The NHS appears to be taking a belt and braces approach to cybersecurity by revealing it has signed up 25 companies to bolster its online defences under a new £250 million framework agreement.
The contract awards fall into three lots, incident management (£90 million), consultancy (£80 million), and personnel (£80 million), with nine of the contracts being awarded to the so-called "Big Four" consultancy firms. Deloitte won three, with EY, KPMG and PwC picking up a brace apiece. Other businesses which have made it onto the list include Softcat, Logicalis, MTI, Trustmarque, CGI, NCC and Novosco.
The framework was devised by NHS Shared Business Solutions (NHS SBS) in conjunction with NHS Digital and gives organisations in the NHS more options and a list of approved suppliers for their cybersecurity needs, alongside those already offered by NHS Digital.
Each company vying for a contract had to be certified to be Cyber Essentials Plus or higher, even though a National Audit Office (NAO) report published last week revealed that of the 204 trusts that had mandatory on-site cybersecurity inspections, only one got the full pass mark required for “Cyber Essentials Plus” accreditation.
The move comes as criticism mounts over the new NHS Test and Trace programme, especially after the organisation conceded that personal data - including name, address, date of birth, postcode and phone number - will be retained for up to 20 years.
Data protection lawyer Ravi Naik said: ”Looking at this policy there are a few things that give me concern. Probably the main one is this idea that the data can be seen by, quote, those who have ‘a specific and legitimate role in the response and who are working on the NHS Test and Trace’.

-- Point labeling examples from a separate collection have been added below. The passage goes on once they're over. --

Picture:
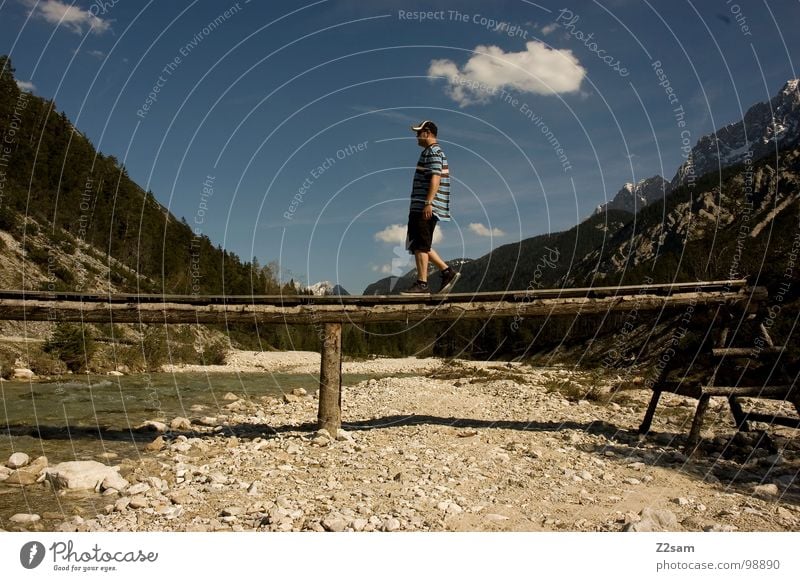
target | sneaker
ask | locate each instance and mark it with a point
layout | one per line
(449, 278)
(418, 288)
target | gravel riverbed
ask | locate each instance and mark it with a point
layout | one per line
(460, 446)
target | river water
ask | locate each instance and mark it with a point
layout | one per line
(83, 417)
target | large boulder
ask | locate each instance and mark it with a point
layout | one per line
(23, 373)
(18, 460)
(28, 474)
(86, 474)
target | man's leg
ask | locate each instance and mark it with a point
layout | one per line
(437, 260)
(421, 258)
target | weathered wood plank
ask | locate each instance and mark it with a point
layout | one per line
(369, 300)
(39, 309)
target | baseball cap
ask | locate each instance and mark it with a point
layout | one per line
(429, 125)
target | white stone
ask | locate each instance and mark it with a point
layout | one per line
(180, 423)
(23, 373)
(22, 518)
(80, 474)
(766, 491)
(139, 488)
(115, 481)
(343, 436)
(18, 460)
(334, 523)
(153, 425)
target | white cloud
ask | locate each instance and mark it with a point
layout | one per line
(396, 234)
(482, 230)
(538, 69)
(75, 18)
(549, 28)
(26, 86)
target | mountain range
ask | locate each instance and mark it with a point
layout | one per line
(765, 128)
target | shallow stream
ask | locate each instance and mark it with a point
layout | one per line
(84, 417)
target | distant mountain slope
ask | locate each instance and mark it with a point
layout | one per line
(744, 222)
(634, 197)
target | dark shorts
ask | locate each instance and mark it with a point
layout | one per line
(420, 233)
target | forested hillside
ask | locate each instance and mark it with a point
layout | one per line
(52, 174)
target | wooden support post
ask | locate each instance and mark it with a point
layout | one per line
(697, 423)
(330, 380)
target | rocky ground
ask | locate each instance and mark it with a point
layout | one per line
(485, 448)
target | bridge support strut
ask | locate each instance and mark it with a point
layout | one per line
(329, 416)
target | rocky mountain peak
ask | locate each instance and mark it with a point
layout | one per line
(633, 197)
(766, 126)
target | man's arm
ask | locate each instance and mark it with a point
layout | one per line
(433, 187)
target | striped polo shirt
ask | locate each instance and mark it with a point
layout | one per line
(432, 161)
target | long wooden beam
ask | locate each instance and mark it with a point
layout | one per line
(477, 306)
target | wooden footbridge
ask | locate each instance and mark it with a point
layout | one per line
(331, 312)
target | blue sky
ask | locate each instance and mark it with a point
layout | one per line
(295, 116)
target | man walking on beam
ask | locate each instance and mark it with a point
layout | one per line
(430, 202)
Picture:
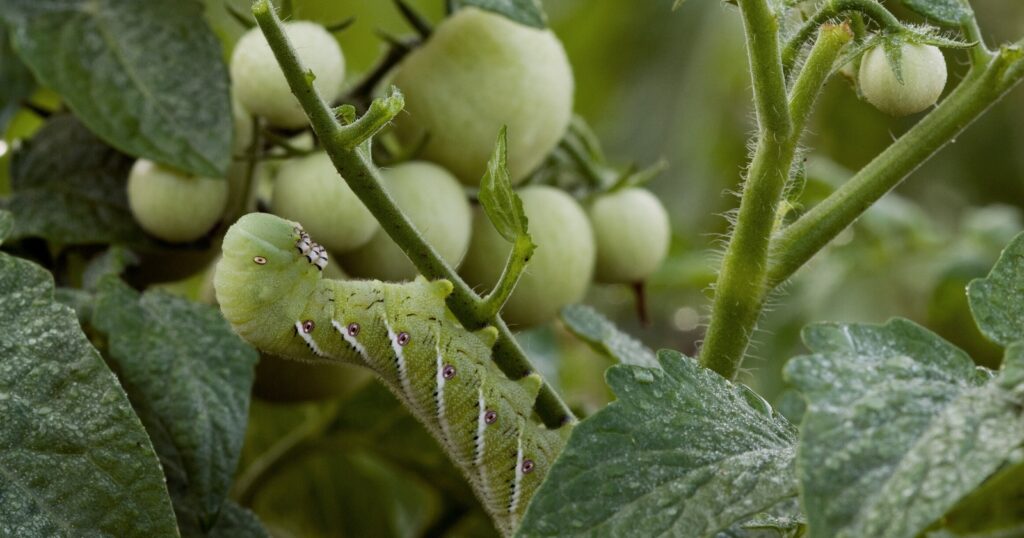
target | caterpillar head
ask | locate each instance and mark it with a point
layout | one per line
(267, 261)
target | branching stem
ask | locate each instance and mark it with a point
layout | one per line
(364, 178)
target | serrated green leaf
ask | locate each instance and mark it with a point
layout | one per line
(680, 453)
(74, 458)
(899, 427)
(188, 377)
(948, 12)
(6, 224)
(69, 188)
(605, 338)
(146, 77)
(17, 81)
(992, 510)
(500, 202)
(997, 300)
(527, 12)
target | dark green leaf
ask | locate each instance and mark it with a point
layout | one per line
(997, 300)
(949, 12)
(188, 377)
(899, 427)
(147, 77)
(605, 338)
(500, 202)
(17, 81)
(69, 188)
(74, 458)
(6, 224)
(526, 12)
(682, 452)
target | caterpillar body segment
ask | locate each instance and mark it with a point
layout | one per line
(270, 288)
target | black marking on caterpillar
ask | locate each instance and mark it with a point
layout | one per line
(443, 373)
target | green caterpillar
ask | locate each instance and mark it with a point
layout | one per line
(269, 287)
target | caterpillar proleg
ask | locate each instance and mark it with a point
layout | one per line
(269, 287)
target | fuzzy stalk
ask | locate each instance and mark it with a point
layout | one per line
(363, 177)
(740, 287)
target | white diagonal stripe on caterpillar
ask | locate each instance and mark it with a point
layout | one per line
(518, 478)
(407, 386)
(480, 425)
(351, 341)
(439, 398)
(308, 339)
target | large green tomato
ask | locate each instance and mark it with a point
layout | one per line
(480, 71)
(308, 190)
(631, 228)
(924, 72)
(560, 270)
(173, 206)
(434, 201)
(260, 85)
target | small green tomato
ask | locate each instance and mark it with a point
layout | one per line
(173, 206)
(631, 228)
(924, 72)
(309, 191)
(260, 84)
(560, 270)
(434, 200)
(480, 71)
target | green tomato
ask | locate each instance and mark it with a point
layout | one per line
(480, 71)
(631, 228)
(173, 206)
(260, 85)
(309, 191)
(560, 270)
(434, 201)
(924, 72)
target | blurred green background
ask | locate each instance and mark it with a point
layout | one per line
(655, 83)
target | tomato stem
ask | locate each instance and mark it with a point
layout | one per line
(740, 287)
(343, 145)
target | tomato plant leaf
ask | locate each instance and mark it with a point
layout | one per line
(997, 300)
(146, 77)
(681, 452)
(6, 224)
(69, 188)
(899, 426)
(526, 12)
(948, 12)
(188, 377)
(605, 338)
(17, 80)
(74, 457)
(500, 202)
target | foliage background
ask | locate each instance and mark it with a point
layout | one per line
(667, 86)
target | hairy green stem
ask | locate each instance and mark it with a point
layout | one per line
(740, 286)
(801, 240)
(829, 11)
(832, 39)
(522, 249)
(364, 178)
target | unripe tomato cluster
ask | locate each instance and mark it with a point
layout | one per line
(477, 72)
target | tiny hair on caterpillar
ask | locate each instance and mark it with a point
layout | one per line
(270, 289)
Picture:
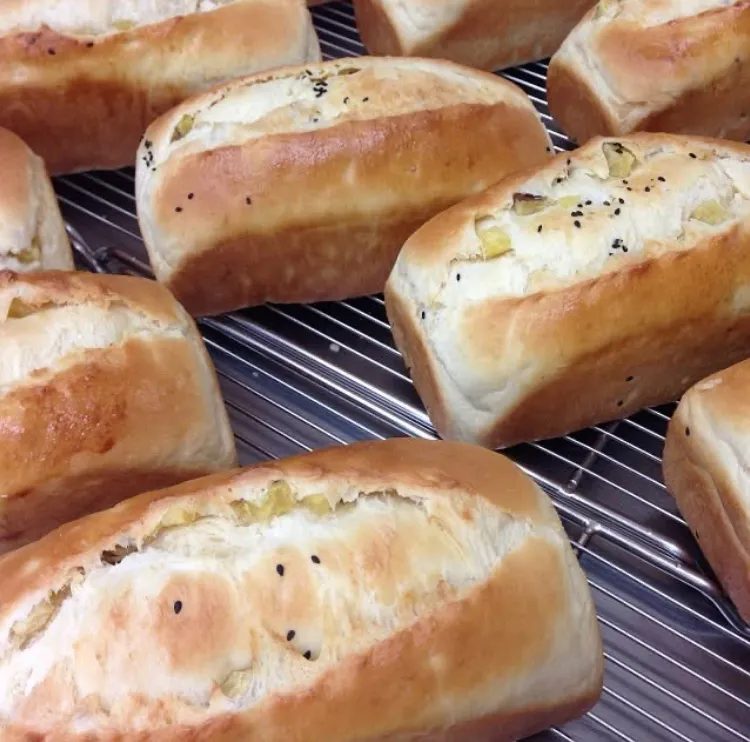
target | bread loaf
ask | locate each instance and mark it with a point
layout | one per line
(395, 590)
(611, 279)
(655, 65)
(706, 457)
(302, 185)
(80, 80)
(489, 34)
(32, 232)
(106, 390)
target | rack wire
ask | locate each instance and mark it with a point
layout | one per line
(296, 378)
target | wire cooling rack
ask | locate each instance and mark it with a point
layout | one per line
(296, 378)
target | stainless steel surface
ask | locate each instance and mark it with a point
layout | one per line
(302, 377)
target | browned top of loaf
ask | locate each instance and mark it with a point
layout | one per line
(641, 55)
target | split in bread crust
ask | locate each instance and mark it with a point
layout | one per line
(606, 281)
(301, 185)
(364, 592)
(80, 81)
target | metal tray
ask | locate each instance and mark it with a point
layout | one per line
(297, 378)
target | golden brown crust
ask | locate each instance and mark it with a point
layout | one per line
(32, 231)
(578, 356)
(72, 427)
(452, 672)
(481, 33)
(704, 465)
(686, 76)
(320, 215)
(84, 102)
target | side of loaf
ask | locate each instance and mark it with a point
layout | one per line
(391, 590)
(672, 67)
(106, 391)
(488, 34)
(706, 460)
(32, 231)
(81, 81)
(302, 185)
(609, 280)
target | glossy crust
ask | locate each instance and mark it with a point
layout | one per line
(573, 326)
(32, 231)
(83, 102)
(513, 651)
(488, 34)
(705, 469)
(285, 193)
(107, 391)
(655, 65)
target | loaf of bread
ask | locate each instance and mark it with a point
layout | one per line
(80, 80)
(489, 34)
(302, 185)
(32, 231)
(106, 391)
(706, 460)
(395, 590)
(611, 279)
(655, 65)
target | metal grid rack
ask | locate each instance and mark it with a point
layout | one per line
(297, 378)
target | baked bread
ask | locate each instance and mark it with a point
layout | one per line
(80, 80)
(302, 185)
(489, 34)
(106, 391)
(706, 457)
(395, 590)
(32, 231)
(655, 65)
(611, 279)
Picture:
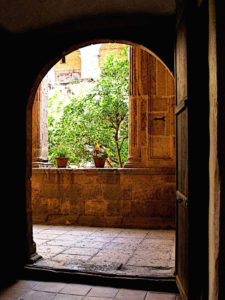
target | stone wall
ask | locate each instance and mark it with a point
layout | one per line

“‘Specific and legitimate role’ is one of the most vaguely defined terms I’ve ever seen and it’s really concerning when we are talking about our collective response to coronavirus.
“The bigger concern is that there are companies we know the NHS is working with in the data store that have questionable approaches to data protection. For this system to work we need confidence as without uptake there’s no utility. That lack of transparency is a real concern.”